Once this is placed, this is when we come down and zip up the bottom piece right there, because this is what prevents light spill from leaking out, from losing too much light. Now we’re basically all set. Now we’ve turned our three flashes here, our medium boom stick, into a modified light. Now when I fire, you can see all three of them are firing into the back of that and then they’re coming out.
The other wonderful thing obviously, it’s very easy to connect the diffusion panel to this. I do want to show you all real quick the grid panel. This is the Westcott Apollo Strip Grid. I’m going to go ahead and set this up real quick so you guys can see it. Even though I’m kind of stepping out of frame, it is okay. All this does is it just Velcro’s around the outside of our strip box. I would generally diffuse this as well so it’s diffused and gridded, so that way I can really control where the light is going. We’re going to attach that to the top, go to the right side, attach the bottom to the right side, then go through the middle, you can do the bottom. I’m not going to do a very thorough job of this right now. We’re just going to do it kind of haphazardly. Just so you guys get the basic gist of this.
Very quickly, very easy, I now have a strip softbox, or a gridded strip soft box. Again, the beautiful part about this is just how small this all packs up to be when you need it to take it on location. When you need to take this anywhere it folds up to the size of an umbrella. You get everything, including the light stand, the flashes, all inside a one, small little bag. You take this on location, you have a full soft box with grid, with diffusion, with everything you could possibly need.
Inside of it, we have a total of around 160, roughly 15-160 watt/seconds worth of power, or roughly 180 guide number. We have three of these strobes which is a decent amount of power. Three of these strobes is basically enough to balance daylight. You can shoot with three of these modified strobes at full power, you will be able to see that light when modified over your subject. The only thing is that you need to place your modifier close to the subject still, because it’s not that much power. Three modified strobes will actually be visible in daylight. Again, for the price, you’re talking about quite an expensive set up for these items, but here, check this out.

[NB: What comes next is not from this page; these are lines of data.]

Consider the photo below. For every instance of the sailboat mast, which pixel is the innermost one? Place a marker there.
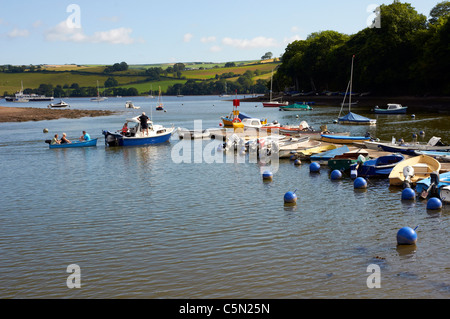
(351, 84)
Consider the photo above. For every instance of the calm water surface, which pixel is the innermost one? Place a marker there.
(140, 225)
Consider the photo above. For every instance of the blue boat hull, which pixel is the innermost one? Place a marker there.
(75, 144)
(381, 166)
(119, 140)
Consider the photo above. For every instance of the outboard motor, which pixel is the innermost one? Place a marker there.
(434, 179)
(408, 172)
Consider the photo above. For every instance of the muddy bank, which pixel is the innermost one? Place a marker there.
(429, 104)
(24, 114)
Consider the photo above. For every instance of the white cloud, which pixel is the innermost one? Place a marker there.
(187, 37)
(258, 42)
(17, 33)
(63, 32)
(208, 39)
(215, 48)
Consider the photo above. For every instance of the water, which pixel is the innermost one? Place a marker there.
(140, 225)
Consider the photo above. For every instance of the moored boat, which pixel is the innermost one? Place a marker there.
(342, 139)
(323, 158)
(381, 166)
(391, 108)
(296, 107)
(73, 144)
(413, 169)
(136, 136)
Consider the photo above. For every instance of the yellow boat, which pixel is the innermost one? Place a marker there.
(315, 150)
(422, 165)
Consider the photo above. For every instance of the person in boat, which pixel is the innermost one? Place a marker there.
(64, 139)
(124, 129)
(55, 140)
(85, 137)
(144, 122)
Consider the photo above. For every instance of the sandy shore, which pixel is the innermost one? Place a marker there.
(23, 114)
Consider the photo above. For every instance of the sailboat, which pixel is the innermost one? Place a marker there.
(352, 118)
(98, 98)
(150, 96)
(272, 103)
(159, 106)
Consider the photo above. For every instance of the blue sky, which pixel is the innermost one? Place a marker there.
(146, 32)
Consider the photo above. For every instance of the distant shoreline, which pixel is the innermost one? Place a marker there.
(430, 104)
(25, 114)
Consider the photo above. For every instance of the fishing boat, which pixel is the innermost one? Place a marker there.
(440, 156)
(315, 150)
(61, 104)
(73, 144)
(342, 139)
(254, 123)
(391, 108)
(296, 107)
(413, 169)
(434, 144)
(378, 167)
(324, 157)
(130, 105)
(135, 136)
(433, 185)
(159, 105)
(271, 102)
(343, 161)
(235, 116)
(352, 118)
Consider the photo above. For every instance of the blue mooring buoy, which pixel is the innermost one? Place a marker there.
(408, 194)
(314, 167)
(434, 203)
(290, 197)
(407, 236)
(360, 183)
(336, 174)
(267, 175)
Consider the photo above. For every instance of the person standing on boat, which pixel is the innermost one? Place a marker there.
(55, 140)
(85, 137)
(64, 139)
(144, 122)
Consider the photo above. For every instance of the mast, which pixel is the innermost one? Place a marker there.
(351, 83)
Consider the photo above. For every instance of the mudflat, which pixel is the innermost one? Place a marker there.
(24, 114)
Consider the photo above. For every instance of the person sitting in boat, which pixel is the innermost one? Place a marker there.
(125, 129)
(144, 122)
(64, 139)
(55, 140)
(85, 137)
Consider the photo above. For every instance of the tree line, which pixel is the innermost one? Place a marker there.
(407, 54)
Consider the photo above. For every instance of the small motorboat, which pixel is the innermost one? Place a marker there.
(381, 166)
(59, 105)
(73, 144)
(130, 105)
(343, 139)
(409, 171)
(135, 136)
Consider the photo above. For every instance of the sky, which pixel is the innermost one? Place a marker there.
(170, 31)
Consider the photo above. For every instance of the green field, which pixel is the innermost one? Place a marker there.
(88, 75)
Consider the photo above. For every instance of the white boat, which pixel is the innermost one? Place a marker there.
(352, 118)
(271, 102)
(130, 105)
(98, 98)
(60, 104)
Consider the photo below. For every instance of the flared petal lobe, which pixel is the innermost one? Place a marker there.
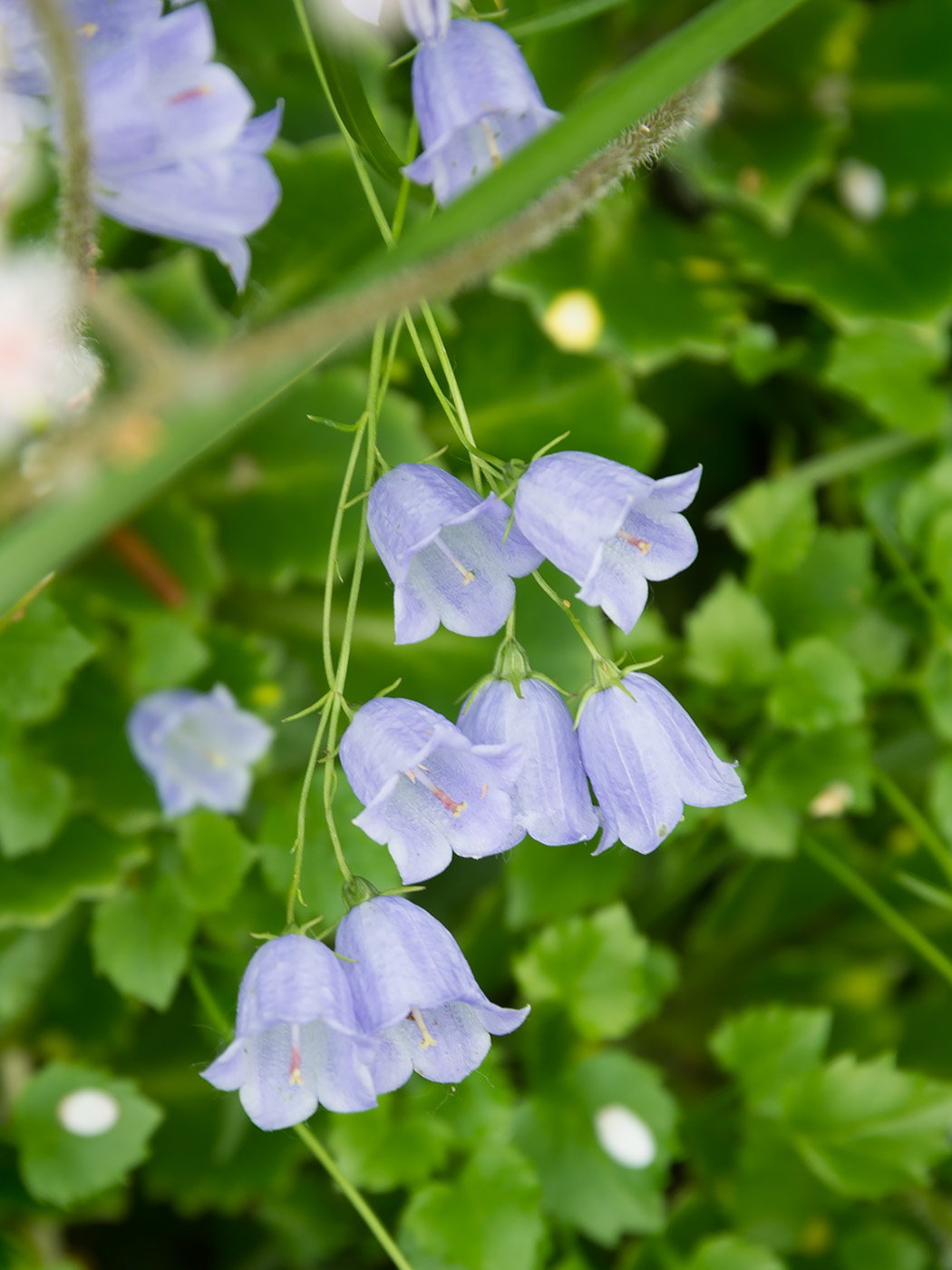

This is the beauty in having a full feature system when you’re set up like this, now I don’t have to have an assistant reach through the side and try to make adjustments to the power and the zoom, I can do all of that directly from my remote right here. If I want to power all of these up to full power I can do that, now when I fire I have full power recycles, of course it’s not going to recycle now because everything’s firing at full power. You can hear them all each recycling.
That’s how to set up this portable medium boom stick. You can place this onto a boom, you can place it onto a light stand, you can place this onto a c-stand, a tripod, whatever you want, but have three times the power with simply pocket strobes.